Paula Jacques (born Paula Abadi on 8 May 1949) is a French novelist, journalist, and host of the programme Cosmopolitaine on the French public station France Inter.

Jacques was born in Cairo, Egypt. She and her family were expelled from Egypt in 1957 during the period of nationalization under President Gamal Abdel Nasser. The family immigrated to Israel where Jacques lived on a kibbutz for three years. In 1961, Jacques and her family left Israel for France.

Jacques' novels focus exclusively on the Jews of Egypt, mainly during the 1940s and 1950s. Her novels can be described as reflecting the postcolonial condition.

In the novels, both Egyptian Jews and Muslims interact in day-to-day activities. In a few novels, like Gilda Stambouli souffre et se plaint (2002)and Un Baiser froid comme la lune (1983), Jacques takes her characters from Egypt to France and Israel where they face issues of acculturation. The characters' relationship with the French language and culture is problematized and so is their relationship to Israel.

Jacques's characters confront hostility, humiliation, conflicted ideologies, political instability, and cultural alienation.

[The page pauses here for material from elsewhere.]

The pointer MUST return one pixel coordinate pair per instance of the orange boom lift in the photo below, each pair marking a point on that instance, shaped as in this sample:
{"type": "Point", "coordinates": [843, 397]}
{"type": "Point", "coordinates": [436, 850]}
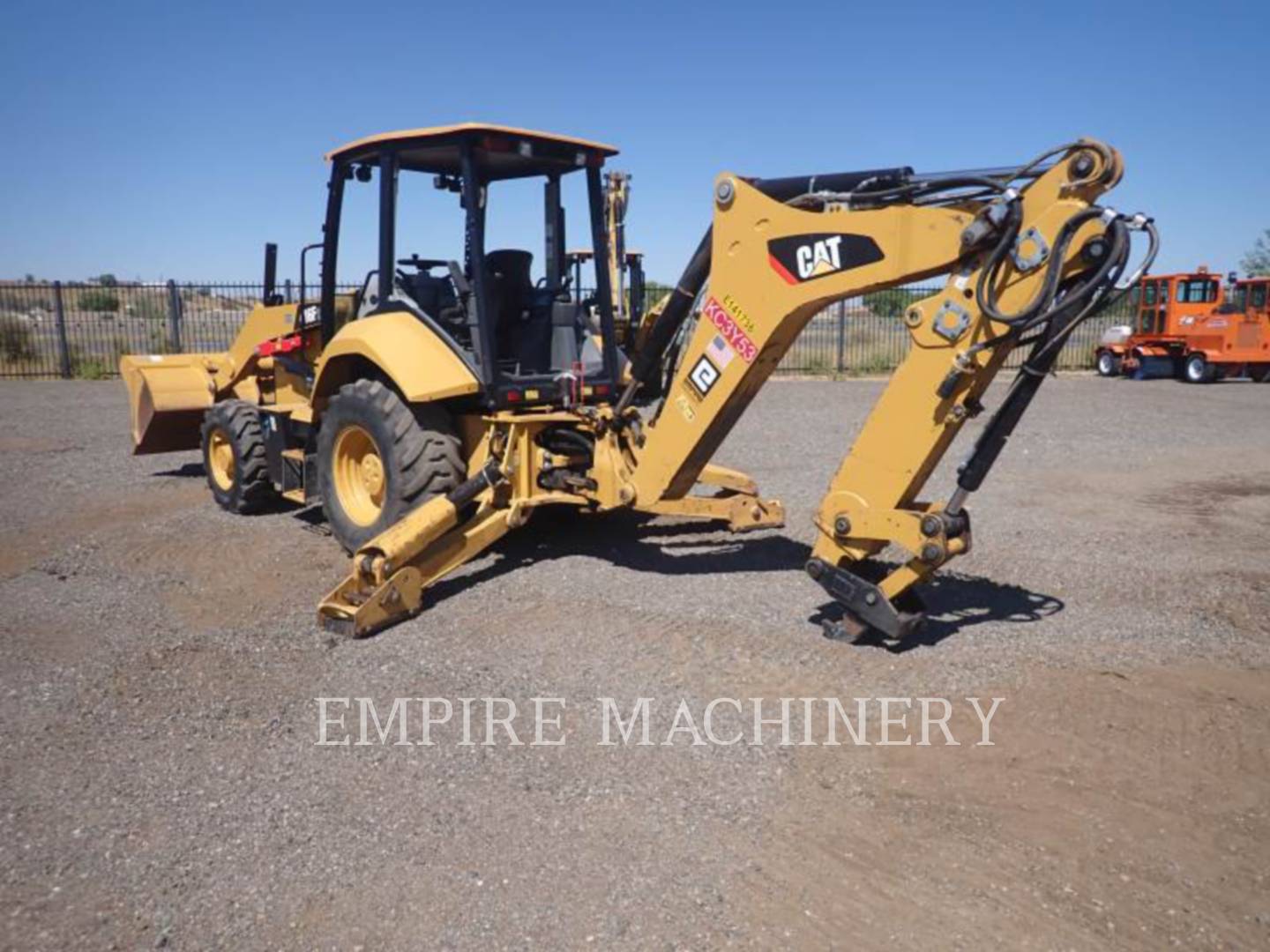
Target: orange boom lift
{"type": "Point", "coordinates": [1189, 326]}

The novels explore the conditions under which Jews lived in Egypt in the years and days before their peremptory expulsion; the most developed cases are Lumière de l'oeil, L'Héritage de la tante Carlotta, Les Femmes avec leur amour, and the tragic La Descente au paradis. In her novels, Jacques describes the suffering and humiliation experienced by both Jews and Muslims and shows both perspectives.

Alongside her novelistic production, Jacques has been involved in French theatre, radio, and the press.

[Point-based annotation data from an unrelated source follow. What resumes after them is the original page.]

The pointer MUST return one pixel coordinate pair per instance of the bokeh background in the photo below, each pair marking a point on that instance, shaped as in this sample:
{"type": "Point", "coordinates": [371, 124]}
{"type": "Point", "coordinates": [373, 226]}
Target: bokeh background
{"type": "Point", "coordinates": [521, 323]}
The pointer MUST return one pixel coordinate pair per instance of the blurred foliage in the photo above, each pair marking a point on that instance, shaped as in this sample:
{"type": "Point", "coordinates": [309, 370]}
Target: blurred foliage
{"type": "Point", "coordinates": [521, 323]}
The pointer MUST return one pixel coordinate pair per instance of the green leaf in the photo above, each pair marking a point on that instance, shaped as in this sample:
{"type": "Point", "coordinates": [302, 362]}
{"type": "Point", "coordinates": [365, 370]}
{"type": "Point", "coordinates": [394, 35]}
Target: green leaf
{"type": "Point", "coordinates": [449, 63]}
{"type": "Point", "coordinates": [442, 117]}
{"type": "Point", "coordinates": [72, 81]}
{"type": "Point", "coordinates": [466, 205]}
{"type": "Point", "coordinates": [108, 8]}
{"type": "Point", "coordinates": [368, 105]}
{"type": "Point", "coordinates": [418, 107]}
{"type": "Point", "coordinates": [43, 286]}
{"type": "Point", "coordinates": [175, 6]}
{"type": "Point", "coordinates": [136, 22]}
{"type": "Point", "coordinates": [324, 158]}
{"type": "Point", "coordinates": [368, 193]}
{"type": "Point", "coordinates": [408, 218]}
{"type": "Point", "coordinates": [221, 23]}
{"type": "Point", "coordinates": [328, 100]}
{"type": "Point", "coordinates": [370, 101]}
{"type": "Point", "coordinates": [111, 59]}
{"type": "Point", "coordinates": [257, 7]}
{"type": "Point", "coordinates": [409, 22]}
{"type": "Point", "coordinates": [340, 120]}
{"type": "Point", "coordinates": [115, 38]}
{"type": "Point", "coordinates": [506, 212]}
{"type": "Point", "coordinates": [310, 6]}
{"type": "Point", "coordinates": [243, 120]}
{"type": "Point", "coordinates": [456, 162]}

Jacques is the winner of the Prix Femina, 1991, for Deborah et les anges dissipés.

==Books ==
- Lumière de l’oeil. Paris: Mercure de France, 1980. English translation: Light of my Eye. Teaneck NJ: Holmes & Meier, 2009.
- Un Baiser froid comme la lune. Paris: Mercure de France, 1983.
- L’Héritage de Tante Carlotta. Paris: Mercure de France, 1987.
- Déborah et les anges dissipés. Paris: Mercure de France, 1991. (Winner of the Prix Femina)
- La Descente au paradis. Paris: Mercure de France, 1995.
- Les Femmes avec leur amour. Paris: Mercure de France, 1997.
- Gilda Stambouli souffre et se plaint. Paris: Mercure de France, 2002.
- Rachel-Rose et l’officier arabe. Paris: Mercure de France, 2006.
- Kayro Jacobi: Juste avant l'oubli: Mercure de France, 2010.
- Au Moins il ne pleut pas: Stock, 2015.
- Children's story: Samia la rebelle.